If you’re heading out to Pride Fest in Boystown this weekend or have plans to attend next weekend’s Chicago Pride Parade or Pride in the Park events, we have just two suggestions: have a great time and secure your phone.
All three events have become popular hunting grounds for organized teams of thieves who specialize in stealing phones and, to a lesser extent, wallets.
You should be particularly careful if you go dancing at one of the live shows or local nightclubs. Typically, thieves that work major events ply their trade in highly-congested areas and dance floors where victims may not pay attention to random bumping and touching.
More than 30 phone thefts were reported during Pride Fest 2019. The event was canceled in 2020 due to COVID, but a couple dozen thefts were reported during last year’s fest, which was held in October and drew a smaller crowd due to COVID.
Police recorded 39 theft and pickpocketing reports during last year’s Pride in the Park event, a two-day LGBTQ-focused show held in Grant Park. Another 16 thefts were reported in Boystown bars that weekend. Near all of the thefts in bars happened on the 3300 block of North Halsted, which is home to the city’s premiere LGBTQ-focused bars like Sidetrack and Roscoe’s Tavern.
Three people were charged with misdemeanors after police allegedly found them in a car with more than 60 stolen phones near Montrose Harbor that weekend.
There were 29 thefts reported during last year’s Market Days street festival in Boystown, including seven from within Boystown bars. Nearly all of those cases were reported on the 3300 and 3400 blocks of North Halsted Street, where the largest crowds gather and dance floors are located.
Pride events aren’t the only places where phone theft teams work.
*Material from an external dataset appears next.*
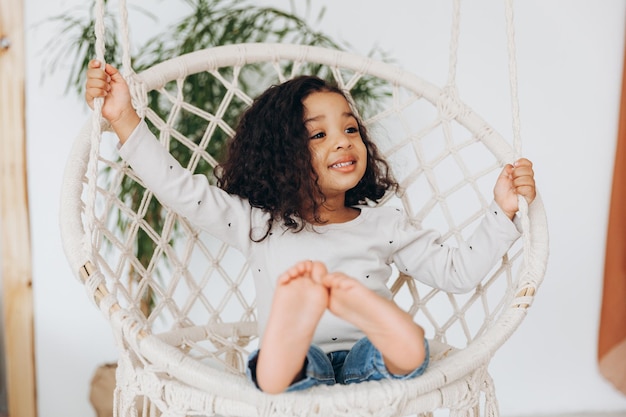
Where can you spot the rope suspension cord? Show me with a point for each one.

Police recovered more than 120 stolen phones and made seven arrests during last summer’s Lollapalooza in Grant Park. City records show 311 thefts and pickpocketings were reported on the festival grounds and immediately adjacent streets during last year’s event.
The actual number of phones stolen is probably much higher than the crime stats suggest. Unless victims are sure that someone stole their phone, the police classify the incident as “lost property” rather than a crime.